Sus flores, tan intensas como un suspiro, son las heraldas de la nueva estación. El lapacho (de él se trata) transformó el paisaje de los últimos días. Desde la estrecha franja montañosa de la selva tucumana hasta las calles asfaltadas, cada rinconcito de nuestra tierra fue ocupado por uno de los árboles más bellos de la naturaleza.

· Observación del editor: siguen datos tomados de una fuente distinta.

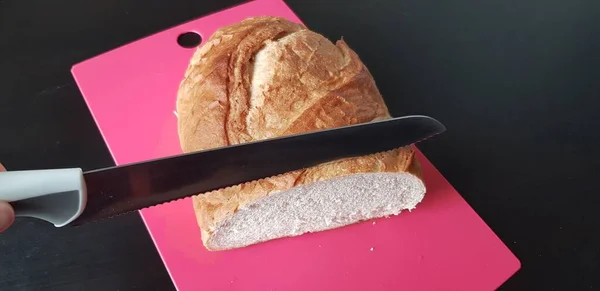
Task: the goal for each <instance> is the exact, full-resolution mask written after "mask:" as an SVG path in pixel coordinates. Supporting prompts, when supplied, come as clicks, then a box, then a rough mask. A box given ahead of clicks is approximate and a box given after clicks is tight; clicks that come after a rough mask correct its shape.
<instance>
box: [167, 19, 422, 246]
mask: <svg viewBox="0 0 600 291" xmlns="http://www.w3.org/2000/svg"><path fill="white" fill-rule="evenodd" d="M177 114H178V117H179V121H178V131H179V139H180V142H181V147H182V149H183V151H184V152H192V151H198V150H206V149H210V148H215V147H221V146H227V145H232V144H239V143H244V142H250V141H256V140H262V139H267V138H273V137H278V136H285V135H290V134H297V133H303V132H309V131H314V130H320V129H326V128H335V127H340V126H346V125H352V124H358V123H364V122H371V121H374V120H381V119H387V118H390V114H389V113H388V109H387V107H386V105H385V103H384V101H383V98H382V97H381V94H380V93H379V91H378V89H377V87H376V85H375V81H374V80H373V77H372V76H371V74H370V73H369V71H368V69H367V68H366V67H365V66H364V64H363V63H362V62H361V61H360V59H359V58H358V56H357V55H356V53H355V52H353V51H352V50H351V49H350V48H349V47H348V46H347V45H346V43H345V42H344V41H343V40H339V41H337V42H336V44H335V45H334V44H333V43H331V42H330V41H329V40H327V39H326V38H325V37H323V36H321V35H319V34H317V33H315V32H312V31H309V30H307V29H306V28H305V27H303V26H301V25H299V24H295V23H292V22H289V21H287V20H285V19H282V18H277V17H256V18H251V19H247V20H244V21H242V22H240V23H237V24H233V25H230V26H226V27H223V28H221V29H219V30H218V31H216V32H215V33H214V34H213V35H212V36H211V37H210V39H209V40H208V41H207V42H206V43H205V44H204V45H203V46H202V47H200V48H199V49H198V50H197V51H196V52H195V54H194V56H193V57H192V60H191V62H190V65H189V67H188V69H187V71H186V73H185V79H184V80H183V81H182V83H181V85H180V88H179V92H178V96H177ZM367 172H409V173H412V174H414V175H416V176H417V177H420V168H419V164H418V161H417V159H416V158H415V155H414V151H413V150H412V148H411V147H405V148H400V149H396V150H393V151H389V152H386V153H378V154H374V155H370V156H365V157H359V158H351V159H344V160H339V161H334V162H330V163H327V164H322V165H319V166H316V167H313V168H309V169H305V170H298V171H294V172H290V173H285V174H282V175H280V176H277V177H271V178H266V179H263V180H259V181H254V182H251V183H247V184H244V185H238V186H235V187H230V188H227V189H222V190H218V191H214V192H211V193H207V194H204V195H199V196H196V197H194V198H193V201H194V208H195V211H196V216H197V219H198V224H199V226H200V228H201V230H202V239H203V241H204V243H205V246H206V247H207V248H208V249H211V246H210V241H209V238H210V235H211V234H212V233H213V232H214V231H215V229H216V228H218V227H219V224H220V222H222V221H224V220H225V219H227V218H229V217H231V216H232V215H234V214H235V212H236V210H237V209H238V208H239V207H241V206H244V205H247V204H249V203H251V202H254V201H256V200H257V199H259V198H261V197H265V196H267V195H270V194H272V193H275V192H279V191H284V190H287V189H290V188H292V187H295V186H298V185H302V184H308V183H313V182H316V181H321V180H326V179H331V178H334V177H340V176H345V175H351V174H354V173H367Z"/></svg>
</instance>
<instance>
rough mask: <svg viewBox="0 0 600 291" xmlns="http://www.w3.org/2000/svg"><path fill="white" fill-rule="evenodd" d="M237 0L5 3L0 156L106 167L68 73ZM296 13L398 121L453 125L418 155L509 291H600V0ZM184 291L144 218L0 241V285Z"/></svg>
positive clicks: (28, 2)
mask: <svg viewBox="0 0 600 291" xmlns="http://www.w3.org/2000/svg"><path fill="white" fill-rule="evenodd" d="M240 2H242V1H219V0H211V1H208V0H204V1H197V0H196V1H159V0H104V1H91V0H61V1H48V0H37V1H36V0H0V58H1V62H0V161H2V162H3V163H4V164H5V165H6V167H7V168H9V169H13V170H22V169H37V168H56V167H82V168H83V169H85V170H87V169H94V168H99V167H104V166H109V165H112V164H113V162H112V160H111V158H110V155H109V153H108V150H107V148H106V146H105V145H104V143H103V140H102V138H101V136H100V134H99V132H98V130H97V128H96V126H95V124H94V122H93V120H92V117H91V115H90V113H89V111H88V109H87V107H86V105H85V103H84V101H83V99H82V96H81V93H80V92H79V90H78V88H77V86H76V85H75V83H74V81H73V79H72V77H71V74H70V68H71V66H72V65H73V64H75V63H77V62H80V61H82V60H85V59H87V58H90V57H92V56H95V55H98V54H100V53H103V52H105V51H107V50H110V49H113V48H116V47H119V46H121V45H123V44H126V43H128V42H131V41H134V40H136V39H139V38H141V37H144V36H147V35H150V34H153V33H155V32H158V31H161V30H163V29H166V28H169V27H171V26H174V25H177V24H180V23H183V22H185V21H188V20H191V19H194V18H197V17H200V16H204V15H207V14H209V13H212V12H215V11H218V10H221V9H224V8H227V7H230V6H232V5H234V4H237V3H240ZM287 3H288V4H289V6H290V7H291V8H292V9H293V10H294V11H295V12H296V13H297V14H298V16H299V17H300V18H301V19H303V21H304V22H305V23H306V24H307V25H308V26H309V27H310V28H311V29H313V30H316V31H319V32H321V33H323V34H324V35H325V36H327V37H329V38H330V39H339V38H340V37H342V36H343V37H344V39H345V40H346V41H347V42H348V43H349V45H350V46H351V47H352V48H353V49H355V50H356V51H357V52H358V54H359V55H360V56H361V58H362V59H363V61H364V62H365V63H366V64H367V66H368V67H369V68H370V70H371V72H372V73H373V75H374V77H375V79H376V81H377V84H378V86H379V88H380V90H381V92H382V94H383V95H384V98H385V100H386V102H387V104H388V105H389V107H390V110H391V112H392V114H393V115H396V116H399V115H404V114H427V115H431V116H434V117H436V118H437V119H439V120H440V121H442V122H443V123H445V124H446V126H447V127H448V131H447V132H446V133H444V134H443V135H441V136H438V137H436V138H435V139H434V140H430V141H426V142H425V143H423V144H421V145H420V149H421V150H422V151H423V152H424V153H425V154H426V155H427V156H428V157H429V159H430V160H431V161H432V162H433V163H434V164H435V165H436V167H437V168H438V169H439V170H440V171H441V172H442V173H443V174H444V175H445V177H446V178H447V179H448V180H449V181H450V182H451V183H452V184H453V185H454V186H455V188H457V190H458V191H459V192H460V193H461V194H462V196H463V197H464V198H465V199H466V200H467V201H468V203H469V204H470V205H471V206H472V207H473V208H474V209H475V210H476V211H477V212H478V213H479V215H480V216H481V217H482V218H483V219H484V220H485V221H486V222H487V223H488V225H489V226H490V227H491V228H492V229H493V230H494V231H495V232H496V233H497V234H498V236H499V237H500V238H501V239H502V240H503V241H504V242H505V243H506V244H507V245H508V247H509V248H510V249H511V250H512V251H513V252H514V253H515V254H516V256H517V257H518V258H519V259H520V260H521V262H522V269H521V270H520V271H519V272H518V273H517V274H516V275H515V276H513V277H512V278H511V279H510V280H509V281H507V282H506V283H505V284H504V285H503V286H502V287H501V289H503V290H600V279H599V278H600V277H599V276H598V274H599V273H600V219H599V218H600V212H599V211H598V209H597V208H598V206H599V205H600V195H599V194H600V193H598V188H599V187H598V184H596V183H597V180H596V179H597V175H598V174H597V173H598V172H600V131H599V130H598V128H599V126H600V115H599V116H595V114H597V113H598V109H599V107H600V106H599V105H600V99H599V97H600V96H599V95H600V3H599V1H597V0H591V1H584V0H572V1H559V0H545V1H542V0H539V1H537V0H519V1H516V0H515V1H511V0H509V1H506V0H489V1H480V0H455V1H443V0H398V1H391V0H390V1H378V0H370V1H365V0H358V1H351V0H344V1H316V0H315V1H307V0H288V1H287ZM198 276H199V278H200V277H201V274H198ZM201 280H203V279H199V281H201ZM173 289H174V287H173V286H172V283H171V281H170V279H169V276H168V274H167V272H166V271H165V268H164V266H163V264H162V262H161V260H160V258H159V256H158V254H157V252H156V250H155V248H154V245H153V243H152V241H151V239H150V237H149V235H148V233H147V231H146V229H145V227H144V225H143V223H142V221H141V219H140V217H139V216H138V215H137V214H135V213H134V214H130V215H125V216H122V217H118V218H115V219H111V220H106V221H104V222H101V223H97V224H93V225H90V226H88V227H85V228H78V229H76V230H74V229H70V228H64V229H62V228H61V229H56V228H54V227H53V226H51V225H49V224H47V223H44V222H40V221H36V220H33V219H18V221H17V222H16V224H15V225H14V227H13V228H11V229H10V230H8V231H7V232H5V233H2V234H0V290H173Z"/></svg>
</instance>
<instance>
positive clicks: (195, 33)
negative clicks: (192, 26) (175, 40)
mask: <svg viewBox="0 0 600 291" xmlns="http://www.w3.org/2000/svg"><path fill="white" fill-rule="evenodd" d="M201 42H202V37H201V36H200V34H198V33H197V32H193V31H188V32H184V33H182V34H180V35H179V36H178V37H177V43H178V44H179V45H180V46H181V47H183V48H195V47H197V46H198V45H200V43H201Z"/></svg>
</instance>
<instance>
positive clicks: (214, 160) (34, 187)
mask: <svg viewBox="0 0 600 291" xmlns="http://www.w3.org/2000/svg"><path fill="white" fill-rule="evenodd" d="M445 130H446V128H445V126H444V125H443V124H441V123H440V122H439V121H437V120H435V119H433V118H431V117H428V116H423V115H411V116H404V117H398V118H392V119H387V120H383V121H376V122H370V123H362V124H357V125H351V126H346V127H339V128H335V129H327V130H321V131H314V132H310V133H305V134H299V135H291V136H286V137H280V138H274V139H268V140H263V141H257V142H250V143H244V144H239V145H232V146H228V147H222V148H217V149H210V150H205V151H200V152H194V153H188V154H182V155H177V156H172V157H166V158H161V159H155V160H150V161H144V162H140V163H133V164H127V165H122V166H116V167H110V168H105V169H99V170H93V171H89V172H85V173H84V172H83V171H82V170H81V169H79V168H70V169H51V170H28V171H12V172H10V171H9V172H2V173H0V200H2V201H7V202H9V203H10V204H11V205H12V206H13V208H14V209H15V214H16V215H17V216H26V217H34V218H38V219H42V220H45V221H47V222H50V223H52V224H54V225H55V226H56V227H62V226H65V225H81V224H84V223H87V222H90V221H96V220H100V219H103V218H109V217H113V216H117V215H119V214H123V213H127V212H130V211H134V210H139V209H142V208H146V207H150V206H154V205H158V204H162V203H166V202H170V201H173V200H177V199H181V198H185V197H188V196H193V195H196V194H202V193H207V192H210V191H214V190H218V189H222V188H226V187H230V186H234V185H238V184H242V183H246V182H251V181H254V180H258V179H262V178H267V177H271V176H275V175H279V174H283V173H286V172H290V171H294V170H299V169H304V168H309V167H312V166H316V165H318V164H321V163H325V162H329V161H333V160H338V159H343V158H350V157H358V156H363V155H368V154H373V153H377V152H383V151H387V150H392V149H395V148H399V147H403V146H408V145H411V144H414V143H417V142H419V141H422V140H424V139H427V138H429V137H431V136H433V135H436V134H439V133H442V132H444V131H445Z"/></svg>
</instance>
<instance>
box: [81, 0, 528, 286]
mask: <svg viewBox="0 0 600 291" xmlns="http://www.w3.org/2000/svg"><path fill="white" fill-rule="evenodd" d="M258 15H273V16H283V17H286V18H288V19H290V20H292V21H297V22H300V20H299V19H298V17H297V16H296V15H295V14H294V13H293V12H292V11H291V10H290V9H289V8H288V7H287V6H286V5H285V3H283V2H282V1H280V0H259V1H254V2H250V3H247V4H244V5H240V6H237V7H234V8H231V9H229V10H225V11H221V12H219V13H216V14H213V15H210V16H206V17H203V18H200V19H197V20H194V21H191V22H188V23H185V24H182V25H180V26H177V27H174V28H171V29H168V30H166V31H163V32H160V33H158V34H155V35H152V36H150V37H147V38H144V39H141V40H138V41H136V42H133V43H131V44H128V45H126V46H123V47H120V48H118V49H116V50H113V51H110V52H107V53H105V54H103V55H100V56H97V57H95V58H92V59H89V60H87V61H84V62H82V63H79V64H77V65H75V66H74V67H73V70H72V73H73V75H74V77H75V79H76V81H77V84H78V85H79V88H80V89H81V91H82V93H83V96H84V98H85V100H86V102H87V104H88V106H89V108H90V110H91V112H92V115H93V116H94V118H95V120H96V123H97V124H98V127H99V128H100V131H101V132H102V135H103V136H104V140H105V141H106V143H107V145H108V147H109V149H110V152H111V153H112V156H113V158H114V160H115V162H116V163H117V164H125V163H131V162H137V161H142V160H147V159H153V158H158V157H164V156H170V155H176V154H179V153H181V150H180V148H179V143H178V139H177V130H176V116H175V114H174V109H175V98H176V91H177V88H178V86H179V82H180V81H181V79H182V78H183V74H184V71H185V69H186V67H187V64H188V62H189V60H190V58H191V56H192V54H193V52H194V50H193V49H184V48H182V47H180V46H179V45H178V44H177V42H176V39H177V37H178V36H179V35H180V34H182V33H185V32H189V31H194V32H197V33H199V34H200V35H202V36H203V38H204V39H205V40H206V39H208V37H209V36H210V35H211V34H212V33H213V32H214V31H215V30H216V29H217V28H218V27H220V26H223V25H227V24H230V23H234V22H237V21H240V20H242V19H244V18H246V17H250V16H258ZM419 158H420V160H421V162H422V164H423V171H424V179H425V183H426V185H427V188H428V194H427V195H426V197H425V199H424V200H423V202H422V203H421V204H420V205H418V207H417V209H416V210H414V211H412V212H405V213H402V214H400V215H399V216H394V217H391V218H382V219H376V220H372V221H367V222H363V223H359V224H355V225H351V226H348V227H344V228H340V229H336V230H331V231H325V232H320V233H313V234H308V235H304V236H300V237H296V238H286V239H280V240H274V241H271V242H267V243H263V244H259V245H254V246H251V247H247V248H242V249H238V250H232V251H225V252H208V251H206V250H205V249H204V247H203V246H202V242H201V240H200V232H199V229H198V227H197V225H196V220H195V217H194V213H193V209H192V204H191V200H190V199H189V198H187V199H183V200H179V201H175V202H171V203H168V204H163V205H160V206H156V207H152V208H149V209H144V210H141V211H140V213H141V215H142V218H143V219H144V221H145V223H146V226H147V227H148V231H149V232H150V234H151V236H152V238H153V240H154V243H155V244H156V248H157V249H158V251H159V252H160V255H161V257H162V259H163V261H164V263H165V266H166V267H167V269H168V272H169V274H170V276H171V278H172V280H173V282H174V284H175V286H176V287H177V289H178V290H181V291H195V290H302V291H305V290H345V291H346V290H461V291H466V290H477V291H482V290H494V289H496V288H497V287H499V286H500V285H501V284H502V283H503V282H504V281H505V280H507V279H508V278H509V277H510V276H511V275H513V274H514V273H515V272H516V271H517V270H518V269H519V268H520V263H519V261H518V259H517V258H516V257H515V256H514V255H513V254H512V253H511V252H510V250H509V249H508V248H507V247H506V246H505V245H504V244H503V243H502V242H501V241H500V239H498V237H497V236H496V235H495V234H494V232H493V231H492V230H491V229H490V228H489V227H488V226H487V225H486V224H485V222H483V221H482V220H481V218H480V217H479V216H478V215H477V213H475V212H474V211H473V209H471V208H470V207H469V205H468V204H467V203H466V202H465V201H464V200H463V199H462V197H461V196H460V195H459V194H458V193H457V192H456V190H455V189H454V188H453V187H452V186H451V185H450V184H449V183H448V182H447V181H446V180H445V179H444V177H443V176H442V175H441V174H440V173H439V172H438V171H437V170H436V169H435V168H434V166H433V165H432V164H431V163H429V161H428V160H427V159H426V158H425V157H424V156H423V155H422V154H420V153H419ZM482 194H485V193H482Z"/></svg>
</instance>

Con los primeros calores invernales, el rosado fue el primero en explotar en flores bellas y delicadas. El blanco, en cambio, es una especie preciosa que se reproduce mediante injertos. El amarillo, que por estos días se halla en pleno florecimiento, es originario de Salta, de Brasil y de Paraguay. Llegó a esta comarca en 1976, cuando el ingeniero agrónomo Carlos Niepagen trajo semillas de esta variedad y las plantó en la esquina de su casa, Paraná al 100 (Yerba Buena). Cinco años después, floreció e impactó a todos los tucumanos de aquel entonces.
Pero si de orígenes se trata, los aborígenes fueron los primeros en disfrutar de esta especie. Sucede que los antepasados usaban la corteza del lapacho para purificar la sangre. Hasta que llegaron los españoles, trajendo sus naranjos. Desde entonces, la planta y el árbol florecen juntos. Así, caminando por los espacios verdes de la ciudad, se tiene la sensación de que el ramaje de los lapachos se incendia con el olor blanco de los naranjos agrios. Y esta gracia perdura para siempre en la memoria...
Lo cierto es que el árbol ya se convirtió en parte de la geografía ciudadana. Y que hoy Tucumán está mostrando una sinfonía de colores.